Viele Patienten, die auf Latex allergisch reagieren, entwickeln im Lauf der Zeit so genannte Kreuzreaktionen auf bestimmte Nahrungsmittel oder Pflanzen. Insbesondere tropische Früchte wie Avocado, Banane und Kiwi weisen ähnliche Eiweißstrukturen auf wie die Kautschukpflanze. Kommt das Immunsystem einer Person, die gegen bestimmte Latex-Eiweiße allergisch ist, mit diesen Früchten in Berührung, kann es sein, dass aufgrund der Ähnlichkeit der Eiweiße zum Beispiel auch eine Kiwi eine allergische Reaktion auslöst. Man spricht in diesem Zusammenhang auch vom Latex-Frucht-Syndrom. Menschen, die bereits an einer Allergie gegen eines dieser Nahrungsmittel leiden, haben umgekehrt ein erhöhtes Risiko, im Lauf der Zeit auch auf Latex zu reagieren. Auch bestimmte Pflanzen können Kreuzreaktionen auslösen. Hierzu zählen der Maulbeerbaum, Gummibäume, Weihnachtssterne, Hanf oder Oleander.
Beschwerden
Die körperlichen Anzeichen für eine allergische Reaktion auf Latex können sein:
- juckender, roter Hautausschlag an der Kontaktstelle (zeitverzögert oder direkt)
- Quaddelbildung an der Kontaktstelle (zum Beispiel an den Händen)
- allergischer Schnupfen und juckende, rote Augen (insbesondere bei Kontakt über die Atemwege)
- asthmatische Beschwerden wie Luftnot und Husten (insbesondere bei Kontakt über die Atemwege)
- anaphylaktische Reaktionen bis hin zum Kreislaufstillstand
Diagnoseverfahren
Um eine Latexallergie festzustellen, wird der Arzt zunächst ein ausführliches Beratungsgespräch führen, in dem die Symptome, Lebensbedingungen und familiären Vorbelastungen erfasst werden. Im Anschluss daran wird entweder ein Hauttest (Pricktest oder Reibetest) und / oder eine Blutuntersuchung durchgeführt. Diese Tests zeigen eine Allergiebereitschaft für einen bestimmten Stoff an, sie können jedoch keine Allergie beweisen. Wenn auf diese Weise keine Klarheit erreicht werden kann, besteht die Möglichkeit eine Provokation, zum Beispiel an der Haut oder Nasenschleimhaut, durchzuführen. Anhand der Reaktionen kann überprüft werden, ob Latex allergieauslösend ist oder ob es von der Liste der verdächtigen Stoffe gestrichen werden kann. Eine ausführliche Übersicht über die verschiedenen Tests finden Sie hier.
Therapie
Der wichtigste Baustein bei der Therapie ist das Vermeiden des Auslösers (Fachbegriff: Karenz). Es sollten naturlatexfreie Handschuhe und Kondome verwendet und der Arbeitsplatz auf latexhaltige Produkte systematisch überprüft werden. Gegebenenfalls müssen bei einer latexbedingten Nahrungsmittelallergie auch bestimmte Lebensmittel gemieden werden. Die Beschwerden können zusätzlich durch die medikamentöse Therapie behandelt werden. Die Möglichkeiten einer Immuntherapie werden für die Latexallergie derzeit erforscht.

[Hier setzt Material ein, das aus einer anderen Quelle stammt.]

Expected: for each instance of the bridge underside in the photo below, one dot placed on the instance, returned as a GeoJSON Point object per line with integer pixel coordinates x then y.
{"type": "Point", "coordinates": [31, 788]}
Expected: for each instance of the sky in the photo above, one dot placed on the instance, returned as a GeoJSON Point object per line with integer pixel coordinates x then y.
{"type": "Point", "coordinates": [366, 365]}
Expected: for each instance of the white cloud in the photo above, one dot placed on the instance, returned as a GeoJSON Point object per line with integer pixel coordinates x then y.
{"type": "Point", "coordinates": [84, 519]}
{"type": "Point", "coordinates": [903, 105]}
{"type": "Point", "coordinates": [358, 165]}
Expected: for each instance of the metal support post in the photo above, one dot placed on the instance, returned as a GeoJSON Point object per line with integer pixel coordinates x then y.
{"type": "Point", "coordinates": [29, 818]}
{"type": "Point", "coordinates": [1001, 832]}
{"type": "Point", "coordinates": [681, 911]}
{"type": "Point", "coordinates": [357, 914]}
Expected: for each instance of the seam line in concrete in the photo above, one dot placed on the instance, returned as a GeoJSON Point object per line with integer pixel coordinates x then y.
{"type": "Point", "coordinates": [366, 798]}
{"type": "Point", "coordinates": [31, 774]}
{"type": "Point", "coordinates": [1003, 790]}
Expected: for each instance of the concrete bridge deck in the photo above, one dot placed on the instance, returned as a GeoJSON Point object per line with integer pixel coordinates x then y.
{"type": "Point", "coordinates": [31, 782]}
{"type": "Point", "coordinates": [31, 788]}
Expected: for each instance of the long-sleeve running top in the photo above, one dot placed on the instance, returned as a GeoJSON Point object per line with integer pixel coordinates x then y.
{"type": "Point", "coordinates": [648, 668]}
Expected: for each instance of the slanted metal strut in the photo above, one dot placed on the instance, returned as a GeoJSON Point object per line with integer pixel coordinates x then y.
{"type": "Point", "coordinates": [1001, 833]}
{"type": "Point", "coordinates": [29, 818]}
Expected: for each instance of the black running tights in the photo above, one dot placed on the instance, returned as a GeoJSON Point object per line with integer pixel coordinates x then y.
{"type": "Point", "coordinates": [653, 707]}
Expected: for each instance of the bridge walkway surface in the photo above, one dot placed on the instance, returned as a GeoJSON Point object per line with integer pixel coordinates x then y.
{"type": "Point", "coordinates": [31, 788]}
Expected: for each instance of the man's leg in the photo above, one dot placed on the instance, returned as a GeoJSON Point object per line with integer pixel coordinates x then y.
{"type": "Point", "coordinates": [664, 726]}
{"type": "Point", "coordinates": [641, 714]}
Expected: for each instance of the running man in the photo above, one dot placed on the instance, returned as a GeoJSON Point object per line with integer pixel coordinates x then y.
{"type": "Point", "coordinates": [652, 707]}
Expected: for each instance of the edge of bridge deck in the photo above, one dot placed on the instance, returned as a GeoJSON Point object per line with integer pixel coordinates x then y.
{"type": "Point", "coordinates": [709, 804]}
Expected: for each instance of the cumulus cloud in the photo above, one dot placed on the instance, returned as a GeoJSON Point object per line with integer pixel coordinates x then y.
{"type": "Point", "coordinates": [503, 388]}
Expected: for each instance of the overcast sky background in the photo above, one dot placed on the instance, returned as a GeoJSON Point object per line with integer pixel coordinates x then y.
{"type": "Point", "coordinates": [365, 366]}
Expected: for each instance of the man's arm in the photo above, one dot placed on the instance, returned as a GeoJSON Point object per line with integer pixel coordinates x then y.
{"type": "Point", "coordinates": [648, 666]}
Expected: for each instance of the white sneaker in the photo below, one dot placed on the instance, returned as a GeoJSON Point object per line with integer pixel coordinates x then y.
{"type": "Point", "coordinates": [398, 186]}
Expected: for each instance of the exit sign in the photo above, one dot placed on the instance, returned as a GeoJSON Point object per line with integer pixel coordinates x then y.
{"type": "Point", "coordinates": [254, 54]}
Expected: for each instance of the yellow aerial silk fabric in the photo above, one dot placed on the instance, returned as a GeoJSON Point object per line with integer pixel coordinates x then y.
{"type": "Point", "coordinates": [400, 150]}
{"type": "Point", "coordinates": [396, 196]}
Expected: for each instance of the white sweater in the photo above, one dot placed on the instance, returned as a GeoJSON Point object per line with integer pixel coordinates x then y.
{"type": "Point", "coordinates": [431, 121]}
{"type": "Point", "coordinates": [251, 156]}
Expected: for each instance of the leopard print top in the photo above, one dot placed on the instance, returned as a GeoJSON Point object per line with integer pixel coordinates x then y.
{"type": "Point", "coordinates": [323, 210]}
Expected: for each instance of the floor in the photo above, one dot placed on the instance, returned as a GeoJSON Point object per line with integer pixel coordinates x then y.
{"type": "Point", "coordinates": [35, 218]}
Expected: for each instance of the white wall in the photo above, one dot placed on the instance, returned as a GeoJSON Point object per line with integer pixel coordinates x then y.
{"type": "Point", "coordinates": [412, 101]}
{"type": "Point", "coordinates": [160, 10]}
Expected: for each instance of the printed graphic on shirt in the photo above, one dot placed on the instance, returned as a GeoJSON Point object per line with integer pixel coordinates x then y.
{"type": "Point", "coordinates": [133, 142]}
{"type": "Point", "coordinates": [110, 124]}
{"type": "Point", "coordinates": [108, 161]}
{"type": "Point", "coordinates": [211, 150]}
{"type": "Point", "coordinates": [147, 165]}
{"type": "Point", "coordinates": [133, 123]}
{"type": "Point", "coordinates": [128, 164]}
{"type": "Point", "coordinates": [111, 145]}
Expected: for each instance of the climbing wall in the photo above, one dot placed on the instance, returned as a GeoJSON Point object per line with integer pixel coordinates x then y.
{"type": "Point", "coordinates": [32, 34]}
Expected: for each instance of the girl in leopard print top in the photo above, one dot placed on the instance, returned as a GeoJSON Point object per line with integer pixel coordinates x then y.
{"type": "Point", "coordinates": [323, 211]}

Betroffene sollten stets einen Allergiepass bei sich tragen, der bei jedem Arztbesuch unbedingt vorzuzeigen ist. Wenn die Beschwerden am Arbeitsplatz auftreten und durch strenge Karenz nicht gebessert werden können, ist gegebenenfalls die Berufskrankheitsanzeige notwendig. Menschen mit einem Risiko für schwere allergische Reaktionen, müssen stets ein Notfallset bestehend aus Adrenalin-Autoinjektor, flüssigem Kortison und einem Antihistaminikum bei sich tragen.